Conclusion and Academic Value

TopoQA, as the first protein complex interface QA tool to integrate persistent homology-based topological features and GNN deep learning, not only surpasses state-of-the-art models (like AF2Rank, DProQA, ComplexQA) on major benchmarks, but also shows unique advantages on new and complex systems.
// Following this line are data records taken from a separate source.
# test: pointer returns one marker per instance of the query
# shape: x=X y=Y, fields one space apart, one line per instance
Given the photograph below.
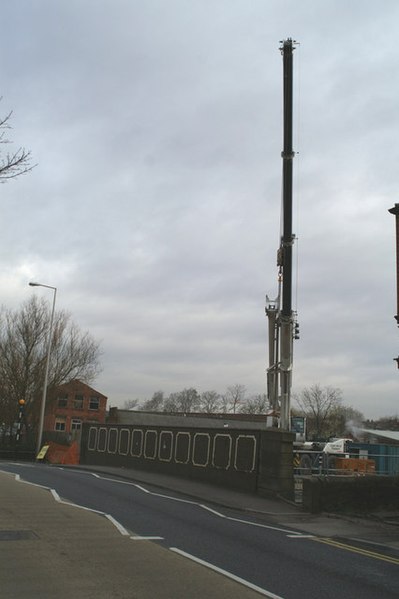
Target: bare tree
x=23 y=351
x=15 y=163
x=256 y=404
x=319 y=404
x=130 y=404
x=155 y=404
x=233 y=397
x=210 y=402
x=182 y=401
Through topological encoding to capture high-order invariants in structures, its micro-level resolution of interface accuracy is greatly improved.

Scientific Significance: - Broadens protein structure representation from traditional sequence/physico-chemical attributes to high-dimensional topological invariants, advancing protein structural bioinformatics methodology. - Reveals the biophysical significance of high-order topological features (like connected components, loops) in distinguishing protein interfaces, providing new tools and insights for studying related molecular mechanisms. - Establishes a topological deep learning paradigm, offering a general reference for tasks such as molecular recognition, interaction prediction, and binding mode classification.
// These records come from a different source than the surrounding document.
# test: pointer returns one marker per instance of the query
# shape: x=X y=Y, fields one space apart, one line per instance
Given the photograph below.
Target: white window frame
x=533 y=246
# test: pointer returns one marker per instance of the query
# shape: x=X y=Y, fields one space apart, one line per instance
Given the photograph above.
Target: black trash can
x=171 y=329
Application Value: - Can be directly integrated into mainstream workflows such as AlphaFold, AF-Multimer, AF3, improving model selection and accuracy assessment efficiency. - Applicable to active research areas involving structure screening, such as ligand binding, drug screening, protein design, enabling automated, large-scale, and high-throughput evaluation.

Research Highlights and Innovations

  1. First Large-scale Application of PH High-order Topological Features: Introduces PH high-order topology for protein interface assessment, greatly improving microstructure resolution.
  2. Introduction of Multi-scale Atomic Statistical Edge Features: High-dimensional histogram encoding of atomic distributions in edge features, enhancing local geometric structure representation at interfaces.
  3. Custom GNN Module Proteinat Design: Multi-head attention decouples node and edge deep learning, finely restoring information propagation paths in protein interfaces.
  4. End-to-end Extensible Framework: TopoQA can be seamlessly integrated into other protein AI prediction and screening systems, with broad compatibility.

Other Valuable Information

  • Open Data and Code Sharing: The authors have made the abag-AF3 dataset, TopoQA source code, and models publicly available (http://mialab.ruc.edu.cn/topoqa-master/code), facilitating community adoption and reproducibility.
  • Future Outlook: The team plans to further explore the integration of PH and deep learning, incorporate protein language models and other feature levels, promote multi-task learning, and enable comprehensive assessment ranging from local interfaces to global folding and local accuracy.

Summary

Accurate evaluation of protein complex structures is a critical foundation for the advancement of structural biology and molecular medicine. The innovation of TopoQA lies in the first combination of high-order topology and deep learning for protein interface assessment, providing an unprecedented new perspective for precise discrimination of protein interfaces. Its excellent performance across multiple authoritative datasets validates its technological advancement and practicality. As structure prediction AI enters the “complex era,” this method is set to play a pivotal role in broader structural biology research and practical applications, becoming a crucial driving force for precision medicine, drug design, and understanding molecular biological mechanisms.